Apex Cypher (Prequel to The Techxorcist series)
Page 2
Ten minutes into their run, Gabe spotted the vertical stabilizer fins of an old passenger plane behind a fence stretching for at least a kilometre across the horizon.
“This must be it,” Gabe said, just as a strike of lightning from the dark, ominous clouds above lit up the scorched earth and shined briefly off a metallic fuselage. Three seconds later, a clap of thunder crashed across the sky, rumbled against the ground, making Gabe jump with surprise.
Petal screamed with excitement, not realising that they, being the only two things apart from the rusting aircraft in the desert, were prime targets for a lightning strike.
They dashed closer to the scrapyard. A light glowed from behind an ancient bomber, bathing its disintegrating shell in a kind of holy light that stood up to the indomitable darkness of the storm clouds. How brave, Gabe thought, of that little light to shine when all around the world looked to swallow it whole and snuff it out for good. How brave.
Gabe fixed his attentions on it as if it was a safety beacon.
The counter had thankfully grown quieter. They had passed through the worst of the lingering radiation. How much damage was done during their exposure, he couldn’t know. Hopefully it would be minor, if not negligible. It had been over fifty years since the The Family dropped the nukes and EMPs. Time does heal, even from the worst atrocities of humankind.

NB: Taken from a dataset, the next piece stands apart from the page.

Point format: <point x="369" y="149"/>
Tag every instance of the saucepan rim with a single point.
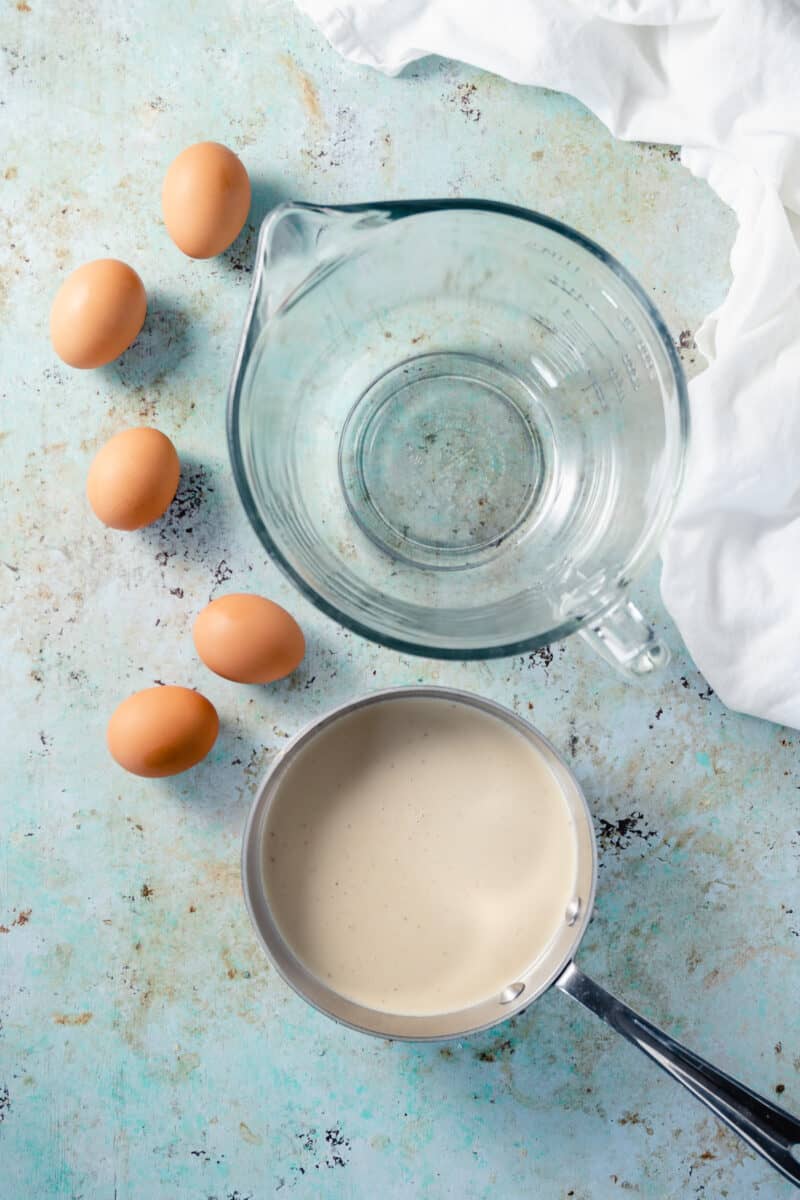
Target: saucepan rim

It was ironic that the one thing that still worked properly in this desolate, post-Cataclysmic place was the wind turbine, considering it was designed and manufactured by The Family when they were a renewable energy company. That was before the economic collapse. Before they changed tack and applied their technology and immeasurable resources to arms and weapons manufacture. Before they became the superpower.
“Can you imagine what we could salvage from here?” Petal said.
“They’re dead, girl. Doubt any of the gear inside these planes survived the EMPs. Half of ‘em never left the ground. Besides, the Tinker would’ve grabbed anything of use by now, I’m sure. It’s a crying shame though. Look at those beauties just sitting there.”
He pointed to the far left of the yard. Ten pristine Anglo-American drone-controlled F300 stealth fighters sat lined up like they just came out of the Skunkworks. Trillions of dollars worth of dead, pretty metal rusting on the desert planes of north China.
They were nothing more than rusted garden ornaments now.
Back before the war, this place would have been covered in lush agricultural land, growing cotton and rice. The nukes and subsequent fallout had killed most of that off. The main foods available consisted of leftover powdered foods, sugarweed, and surprisingly, soya.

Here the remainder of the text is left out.